ここで登録したプロキシの設定は、 [Proxy Connectors] の [Network Proxy] で選択できるようになる。
パスワードの有効期限設定を変更する
コメントで @sh-ogawa さんに教えていただきました。ありがとうございます。
注意事項
ここで説明している操作を、ブラウザにログインユーザのパスワードを記録した状態で実行すると、エラーが発生して Archiva が起動しなくなります。
理由は、 [LDAP] タブを開くとわかります。
ブラウザでパスワードを記録して自動でログイン情報を埋め込む設定にしていると、 LDAP タブの [bindDn] と [password] に記録されているログイン情報が勝手に入力されます。
これに気付かずに [Save] を実行すると、 Archiva は起動時に LDAP への接続を試みるようになり、結果エラーが発生して Archiva が起動しなくなります。
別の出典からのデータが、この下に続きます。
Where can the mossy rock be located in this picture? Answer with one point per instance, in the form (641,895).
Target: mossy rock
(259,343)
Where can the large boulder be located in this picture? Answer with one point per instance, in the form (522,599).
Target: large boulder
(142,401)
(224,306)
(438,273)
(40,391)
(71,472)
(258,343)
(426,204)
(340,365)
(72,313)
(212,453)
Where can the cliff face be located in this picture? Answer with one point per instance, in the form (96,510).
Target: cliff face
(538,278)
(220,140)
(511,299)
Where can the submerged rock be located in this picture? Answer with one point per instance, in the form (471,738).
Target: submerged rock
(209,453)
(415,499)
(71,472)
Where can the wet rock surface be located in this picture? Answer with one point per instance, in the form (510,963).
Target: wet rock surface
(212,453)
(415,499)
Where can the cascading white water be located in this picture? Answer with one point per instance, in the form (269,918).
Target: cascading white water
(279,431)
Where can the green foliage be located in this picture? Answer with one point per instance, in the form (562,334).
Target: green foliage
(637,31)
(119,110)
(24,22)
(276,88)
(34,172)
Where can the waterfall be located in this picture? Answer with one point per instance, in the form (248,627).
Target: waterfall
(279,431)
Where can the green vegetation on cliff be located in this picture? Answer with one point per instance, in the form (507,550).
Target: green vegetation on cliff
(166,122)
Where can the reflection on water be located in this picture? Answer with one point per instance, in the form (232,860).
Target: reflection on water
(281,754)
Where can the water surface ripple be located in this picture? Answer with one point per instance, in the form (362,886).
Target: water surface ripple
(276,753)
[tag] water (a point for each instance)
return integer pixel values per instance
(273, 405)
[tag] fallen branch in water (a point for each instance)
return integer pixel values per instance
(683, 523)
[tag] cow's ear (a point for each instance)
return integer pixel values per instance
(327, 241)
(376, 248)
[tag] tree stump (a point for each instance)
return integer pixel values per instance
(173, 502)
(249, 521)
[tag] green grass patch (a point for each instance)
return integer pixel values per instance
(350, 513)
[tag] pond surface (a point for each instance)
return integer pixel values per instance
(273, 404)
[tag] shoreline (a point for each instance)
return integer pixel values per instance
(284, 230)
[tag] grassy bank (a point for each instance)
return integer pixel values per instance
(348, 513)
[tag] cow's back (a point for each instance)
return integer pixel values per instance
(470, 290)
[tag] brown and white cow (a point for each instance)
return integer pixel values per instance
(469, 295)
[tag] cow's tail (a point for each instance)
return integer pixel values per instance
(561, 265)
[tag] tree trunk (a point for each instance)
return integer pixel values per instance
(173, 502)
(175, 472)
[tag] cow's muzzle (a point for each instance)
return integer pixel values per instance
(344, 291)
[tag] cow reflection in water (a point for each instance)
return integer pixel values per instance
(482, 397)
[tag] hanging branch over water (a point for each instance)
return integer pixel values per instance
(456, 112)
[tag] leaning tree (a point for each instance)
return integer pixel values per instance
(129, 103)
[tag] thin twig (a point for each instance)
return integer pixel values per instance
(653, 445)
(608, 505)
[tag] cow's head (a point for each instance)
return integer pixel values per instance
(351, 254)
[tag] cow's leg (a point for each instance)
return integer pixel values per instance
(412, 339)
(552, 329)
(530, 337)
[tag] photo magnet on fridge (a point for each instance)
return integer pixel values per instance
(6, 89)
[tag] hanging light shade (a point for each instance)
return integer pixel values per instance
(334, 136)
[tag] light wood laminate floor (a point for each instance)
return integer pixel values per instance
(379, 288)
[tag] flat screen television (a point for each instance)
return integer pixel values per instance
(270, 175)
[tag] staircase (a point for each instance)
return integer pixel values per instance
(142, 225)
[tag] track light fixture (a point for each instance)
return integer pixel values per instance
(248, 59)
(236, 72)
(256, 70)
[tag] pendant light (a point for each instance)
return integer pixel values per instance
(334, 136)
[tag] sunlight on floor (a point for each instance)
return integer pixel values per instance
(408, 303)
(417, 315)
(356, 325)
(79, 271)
Archiva ではパスワードを記録しないようにするか、毎回 LDAP のタブを開いて [bindDn] と [password] を空にしてから [Save] を実行するなどの対処が必要です。
注意事項ここまで...
デフォルトだとパスワードには有効期限があり、 90 日で失効してしまう。
実際に日数を待って確認はできていないが、おそらく以下の操作で設定を変更できる。
- メニューの [Users Runtime Configuration] を選択する。
- [Properties] タブを開く。
- いくつかページを進めると、
security.policy.password.expiration.***
という設定が出てくる。 -
security.policy.password.expiration.enable
をfalse
にすれば、たぶん有効期限の管理が無効になる(失効しなくなる)。 -
security.policy.password.expiration.days
を変更すれば、たぶん有効期限の長さ(日数)を変更できる。